Pero no nos dejemos engañar. Esta brevedad sólo adquiere valor literario en
consonancia con la densidad de lo narrado. Los relatos breves de Chejov podrían
haberse convertido en novelas, porque lo contado excede la escena puntual
significativa. Pero en Chejov la decisión económica obedece a una exigencia
estética. En cada relato condensa un universo por desglosar y, en muchos casos,
hay para desentrañar sentidos latentes a través de la simpleza de la anécdota. A
Chejov le cabe lo que Bergman aseguraba sobre el material de un guión: que hay
mayores posibilidades para hacer una película a partir de un cuento que de una
novela por todo lo que en el primero existe condensado.
El caso de La dama del perrito es significativo. La introducción del relato es una
declaración estética y programática: “Un nuevo personaje había aparecido en la
localidad: una señora con un perrito. Dmitri Dmitrich Gurov, que por entonces
pasaba una temporada en Yalta, empezó a tomar algún interés en los
acontecimientos que ocurrían.

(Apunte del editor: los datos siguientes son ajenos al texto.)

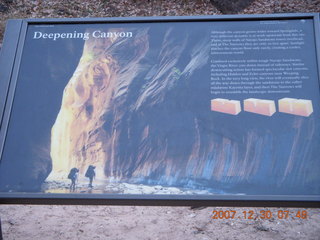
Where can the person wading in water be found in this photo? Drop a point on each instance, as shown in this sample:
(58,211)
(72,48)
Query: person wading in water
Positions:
(90,173)
(73,176)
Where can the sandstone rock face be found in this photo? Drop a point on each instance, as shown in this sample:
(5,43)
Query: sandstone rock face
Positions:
(139,110)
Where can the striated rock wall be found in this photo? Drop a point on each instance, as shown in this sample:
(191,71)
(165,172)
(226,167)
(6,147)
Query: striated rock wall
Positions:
(141,113)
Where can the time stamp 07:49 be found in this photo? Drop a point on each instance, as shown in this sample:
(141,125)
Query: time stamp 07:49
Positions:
(262,214)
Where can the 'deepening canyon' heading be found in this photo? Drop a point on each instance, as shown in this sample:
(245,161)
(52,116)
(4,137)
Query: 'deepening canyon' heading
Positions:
(81,35)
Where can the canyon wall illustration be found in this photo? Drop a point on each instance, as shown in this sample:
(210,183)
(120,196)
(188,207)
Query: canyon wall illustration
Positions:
(139,110)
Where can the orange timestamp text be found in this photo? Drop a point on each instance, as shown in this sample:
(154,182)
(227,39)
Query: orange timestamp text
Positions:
(262,214)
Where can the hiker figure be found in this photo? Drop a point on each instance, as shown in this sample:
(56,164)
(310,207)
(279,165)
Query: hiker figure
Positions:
(90,174)
(73,176)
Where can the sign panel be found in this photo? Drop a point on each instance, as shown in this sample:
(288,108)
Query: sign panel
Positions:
(204,109)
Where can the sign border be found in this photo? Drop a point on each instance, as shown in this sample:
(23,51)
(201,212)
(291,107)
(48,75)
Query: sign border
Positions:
(10,59)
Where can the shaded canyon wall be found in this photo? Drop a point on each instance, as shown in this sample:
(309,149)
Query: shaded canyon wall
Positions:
(139,110)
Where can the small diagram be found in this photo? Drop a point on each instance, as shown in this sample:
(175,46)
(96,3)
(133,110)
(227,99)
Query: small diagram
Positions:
(259,106)
(226,106)
(295,106)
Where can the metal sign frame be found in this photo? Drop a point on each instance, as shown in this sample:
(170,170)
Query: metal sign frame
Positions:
(10,63)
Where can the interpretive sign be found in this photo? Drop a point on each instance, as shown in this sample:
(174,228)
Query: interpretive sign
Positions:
(174,110)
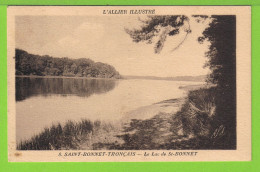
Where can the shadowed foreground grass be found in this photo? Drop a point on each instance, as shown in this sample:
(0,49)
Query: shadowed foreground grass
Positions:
(197,125)
(71,135)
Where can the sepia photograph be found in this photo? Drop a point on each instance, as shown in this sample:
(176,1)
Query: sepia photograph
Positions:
(128,79)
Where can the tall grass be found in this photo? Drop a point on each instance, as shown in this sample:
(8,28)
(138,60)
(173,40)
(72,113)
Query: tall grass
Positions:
(197,123)
(59,137)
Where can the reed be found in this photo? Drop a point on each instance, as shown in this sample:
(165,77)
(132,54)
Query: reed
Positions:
(59,137)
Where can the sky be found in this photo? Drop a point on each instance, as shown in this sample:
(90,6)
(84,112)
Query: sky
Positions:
(103,39)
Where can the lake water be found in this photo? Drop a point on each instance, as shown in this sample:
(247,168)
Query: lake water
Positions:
(41,102)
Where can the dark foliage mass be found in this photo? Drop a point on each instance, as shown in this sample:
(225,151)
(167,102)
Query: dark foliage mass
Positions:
(29,64)
(221,33)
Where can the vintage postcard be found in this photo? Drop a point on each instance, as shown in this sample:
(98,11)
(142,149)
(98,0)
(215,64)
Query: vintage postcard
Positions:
(129,83)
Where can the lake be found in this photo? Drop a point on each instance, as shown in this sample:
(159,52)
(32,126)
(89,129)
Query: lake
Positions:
(41,102)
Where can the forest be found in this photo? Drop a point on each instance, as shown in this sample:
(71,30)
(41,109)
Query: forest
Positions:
(30,64)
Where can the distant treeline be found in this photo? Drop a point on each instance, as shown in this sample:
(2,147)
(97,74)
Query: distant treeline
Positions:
(30,64)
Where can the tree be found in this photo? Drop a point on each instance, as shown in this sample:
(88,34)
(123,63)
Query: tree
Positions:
(221,33)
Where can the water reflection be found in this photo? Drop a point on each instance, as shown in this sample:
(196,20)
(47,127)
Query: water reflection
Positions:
(27,87)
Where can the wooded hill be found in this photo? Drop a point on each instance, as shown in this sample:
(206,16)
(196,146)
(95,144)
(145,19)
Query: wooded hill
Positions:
(30,64)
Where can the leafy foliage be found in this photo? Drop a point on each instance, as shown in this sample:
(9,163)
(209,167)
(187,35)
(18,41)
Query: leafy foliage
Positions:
(29,64)
(221,33)
(160,27)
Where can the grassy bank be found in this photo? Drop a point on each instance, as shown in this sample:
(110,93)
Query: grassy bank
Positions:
(70,136)
(197,125)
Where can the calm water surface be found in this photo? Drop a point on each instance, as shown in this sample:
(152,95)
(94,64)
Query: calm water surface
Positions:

Sentado en el pabellón de Verney, vio pasearse
junto al mar a una señora joven, de pelo rubio y mediana estatura, que llevaba una
boina; un perrito blanco de Pomerania corría delante de ella. Después la volvió a
encontrar en los jardines públicos y en la plaza varias veces. Caminaba sola,
llevando siempre la misma boina, y siempre con el mismo perrito; nadie sabía
quién era y todos la llamaban sencillamente «la señora del perrito». «Si está aquí
sola, sin su marido o amigos, no estaría mal trabar amistad con ella», pensó
Gurov”. Si nadie sabe quién es ella, hay que averiguarlo. Y averiguar en Chejov es
lo mismo que inventar, crear una vida para esos dos amantes. ¿Y por qué
hacerlo? Porque sí, porque se puede contar en unas pocas páginas todo lo que
nos hace humanos. Y en esto Chejov llegó a la perfección absoluta.